The atrocities of the Islamic State have chocked us all.
It is obvious that their military advances caught western leaders off guard.
The president of the United States admitted he had no plan to defeat IS and was hesitant to intervene.
The European countries have to a varying degree contributed in the coalition against IS.
But, alike the US, they prefer to ignore statements from military experts that boots on the ground is the only way of defeating IS.
My own government, led by the Social Democrats, sends humanitarian aid to the region, while simultaneously doing their utmost to avoid using the word “genocide”.
Under international law that would mean a responsibility to protect the victims of IS.
Let me say; whether western leaders like it or not the fact of the matter is that the international community will have to intervene in order to defeat IS and enable Iraqi minorities to return to their homes in a safe environment.
This conclusion led me to propose for the EPP to push for internationally protected and guaranteed safe havens.
EPP as a group approved the proposal, unfortunately socialists, greens and liberals rejected it since military presence is a precondition for its implementation.
They also criticized the text of EPP for explicitly mentioning Christians in the text.
These discussions where held after the invasion of Mosul – at a time when the magnitude of the pure evil of IS, would be clear to anyone.
Turbulence and war in the Middle East is by no means new. We know from history that among the first victims in times of turmoil are the minorities.
Jews know that. Christians know it. Kurds as well.
Israel was able to defeat their aggressors. Peshmerga has so far been able to halt the IS.
But the Christians, Turkmens and Yazidis were defenceless.
The founding of the state of Israel allowed for the Jewish people to build one of the most effective defence forces in the world, the IDF.
The no-fly zone in Iraq guaranteed the security for the Kurdish people to establish their regional government – Erbil was saved from falling into the hands of IS.
Only a safe haven, an internationally protected zone, will enable the etno-religious minorities of Iraq to truly feel safe in their ancient homelands.
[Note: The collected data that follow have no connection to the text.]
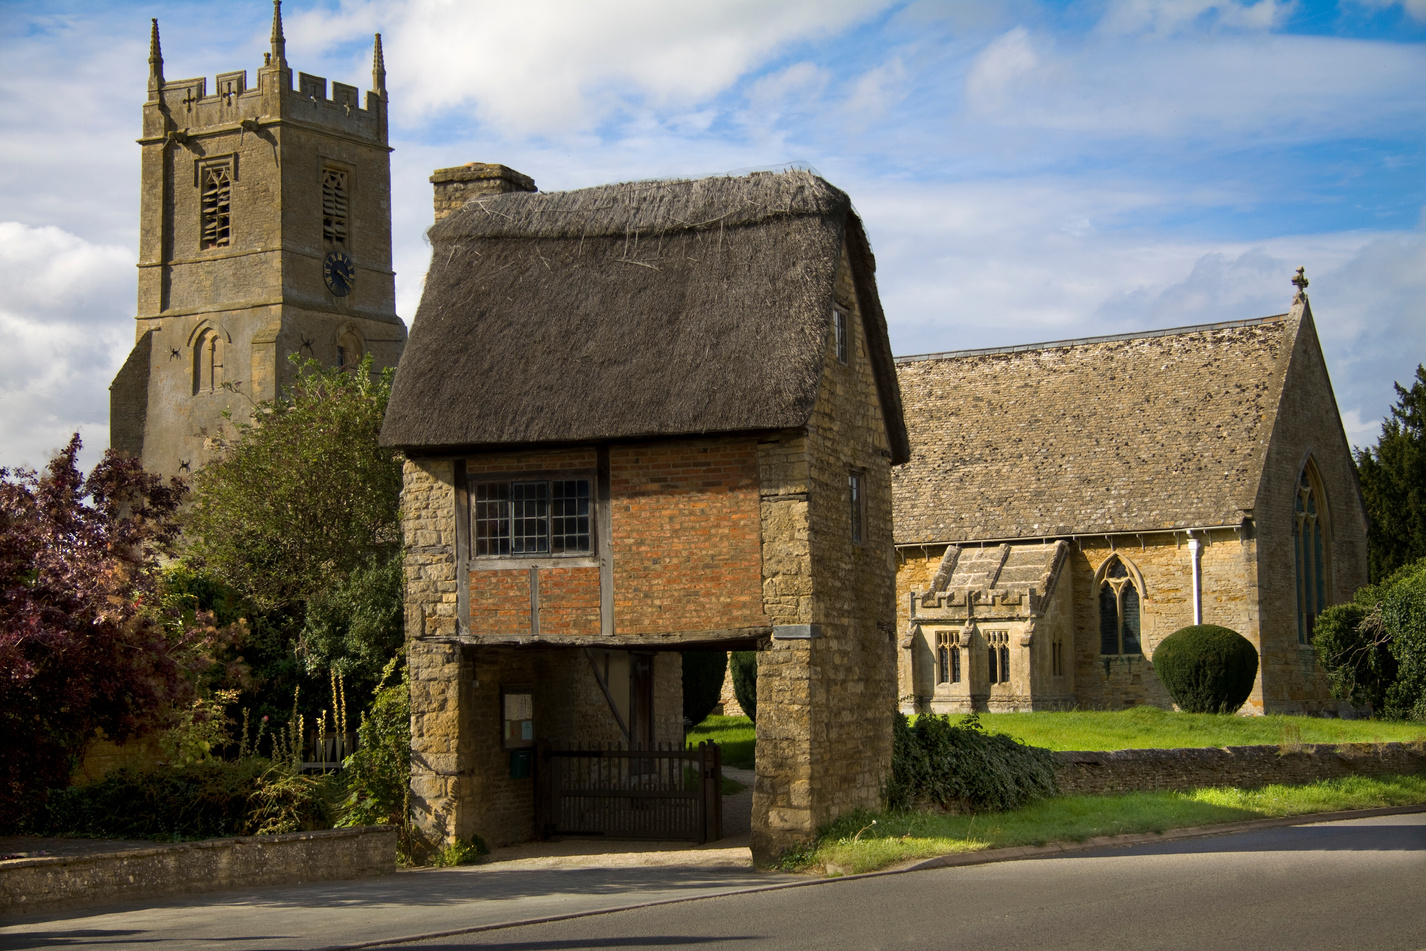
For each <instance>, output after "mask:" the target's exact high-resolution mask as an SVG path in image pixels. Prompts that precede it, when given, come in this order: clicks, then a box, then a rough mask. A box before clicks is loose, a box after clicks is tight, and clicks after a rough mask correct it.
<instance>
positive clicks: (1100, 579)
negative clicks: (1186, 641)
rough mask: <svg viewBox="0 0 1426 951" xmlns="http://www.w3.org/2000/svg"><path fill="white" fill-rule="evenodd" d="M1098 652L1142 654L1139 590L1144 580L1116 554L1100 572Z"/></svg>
mask: <svg viewBox="0 0 1426 951" xmlns="http://www.w3.org/2000/svg"><path fill="white" fill-rule="evenodd" d="M1098 577H1099V653H1101V654H1141V653H1144V646H1142V642H1141V639H1139V597H1141V593H1139V587H1141V586H1142V585H1144V579H1142V577H1139V576H1138V572H1131V570H1129V566H1128V565H1127V563H1125V562H1124V559H1122V557H1121V556H1119V555H1118V553H1115V555H1111V556H1109V560H1107V562H1105V563H1104V565H1101V566H1099V570H1098Z"/></svg>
To establish the structures needed – including the capability of defending themselves.
What unites Jews, Christians, Kurds and other minorities of the Middle East is their historic vulnerability.
What unites them is also the failure of Europe to come to their aid in times of suffering. I make no illusions: it won’t be easy to stop history from repeating itself.
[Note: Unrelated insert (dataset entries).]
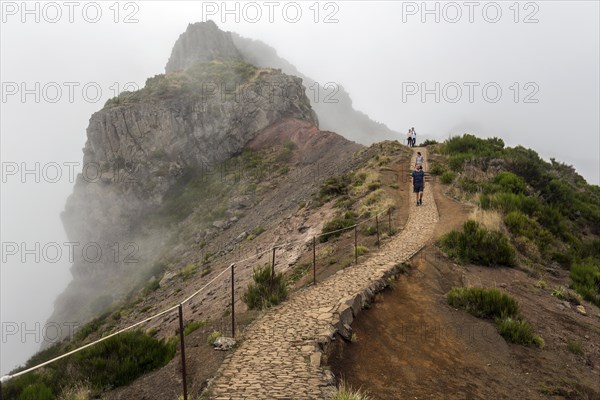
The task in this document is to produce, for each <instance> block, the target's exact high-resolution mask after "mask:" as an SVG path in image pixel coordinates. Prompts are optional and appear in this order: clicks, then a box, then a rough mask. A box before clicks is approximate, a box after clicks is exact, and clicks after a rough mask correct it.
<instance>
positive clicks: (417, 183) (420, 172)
mask: <svg viewBox="0 0 600 400" xmlns="http://www.w3.org/2000/svg"><path fill="white" fill-rule="evenodd" d="M410 175H411V176H412V178H413V192H414V193H415V195H416V199H417V206H420V205H422V204H423V189H424V188H425V172H423V167H422V166H420V165H417V166H416V168H415V170H414V171H413V172H411V174H410Z"/></svg>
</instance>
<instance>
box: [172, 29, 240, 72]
mask: <svg viewBox="0 0 600 400" xmlns="http://www.w3.org/2000/svg"><path fill="white" fill-rule="evenodd" d="M242 59H243V57H242V55H241V53H240V52H239V51H238V49H237V47H236V46H235V44H234V43H233V40H232V38H231V33H229V32H223V31H222V30H220V29H219V28H218V27H217V25H216V24H215V23H214V22H213V21H207V22H205V23H198V24H189V25H188V27H187V30H186V31H185V32H184V33H182V34H181V36H179V39H177V41H176V42H175V46H174V47H173V51H172V52H171V57H170V58H169V62H167V66H166V67H165V71H166V72H167V73H169V72H173V71H181V70H184V69H186V68H188V67H190V66H191V65H192V64H194V63H196V62H198V61H200V62H206V61H213V60H242Z"/></svg>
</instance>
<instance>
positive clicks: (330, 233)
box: [319, 211, 356, 243]
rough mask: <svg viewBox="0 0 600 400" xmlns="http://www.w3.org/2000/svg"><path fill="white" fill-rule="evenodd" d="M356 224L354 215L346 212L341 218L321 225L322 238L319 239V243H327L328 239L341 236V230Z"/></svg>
mask: <svg viewBox="0 0 600 400" xmlns="http://www.w3.org/2000/svg"><path fill="white" fill-rule="evenodd" d="M355 224H356V215H355V214H354V213H353V212H351V211H348V212H346V213H344V215H343V216H342V217H341V218H335V219H333V220H331V221H329V222H327V223H325V225H323V229H322V230H321V234H322V236H321V237H319V241H320V242H321V243H325V242H327V241H328V240H329V239H330V238H334V237H339V236H341V235H342V233H343V231H342V229H346V228H349V227H351V226H353V225H355Z"/></svg>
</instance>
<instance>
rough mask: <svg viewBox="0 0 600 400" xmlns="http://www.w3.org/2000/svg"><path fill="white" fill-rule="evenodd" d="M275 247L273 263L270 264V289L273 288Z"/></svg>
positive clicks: (273, 251) (274, 261) (274, 275)
mask: <svg viewBox="0 0 600 400" xmlns="http://www.w3.org/2000/svg"><path fill="white" fill-rule="evenodd" d="M276 249H277V247H273V262H272V263H271V287H273V280H274V279H275V250H276Z"/></svg>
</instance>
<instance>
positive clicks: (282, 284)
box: [242, 264, 288, 310]
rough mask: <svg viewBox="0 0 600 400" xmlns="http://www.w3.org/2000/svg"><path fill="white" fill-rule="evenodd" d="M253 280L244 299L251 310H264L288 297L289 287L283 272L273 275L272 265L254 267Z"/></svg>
mask: <svg viewBox="0 0 600 400" xmlns="http://www.w3.org/2000/svg"><path fill="white" fill-rule="evenodd" d="M252 280H253V282H250V283H249V284H248V289H247V290H246V293H244V296H243V297H242V300H243V301H244V303H246V305H247V306H248V308H249V309H251V310H255V309H257V310H262V309H265V308H268V307H271V306H274V305H277V304H279V303H281V302H282V301H283V300H285V299H286V298H287V294H288V289H287V285H286V281H285V278H284V276H283V274H282V273H276V274H275V276H273V274H272V271H271V265H269V264H265V265H264V266H262V267H258V268H255V269H254V272H253V273H252Z"/></svg>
At the same time: the barbarism of IS has forced many Europeans to realize that the most brutal threat to peace in the Middle East is radical Islamism.
I believe the spread of this insight among Europeans actually can serve as an opportunity to make the case for a comprehensive policy for the Middle East.
Based upon support for democracy and fundamental human rights.
In turn, that could make Europe an actor – hopefully ready to respond to the Middle Eastern winter.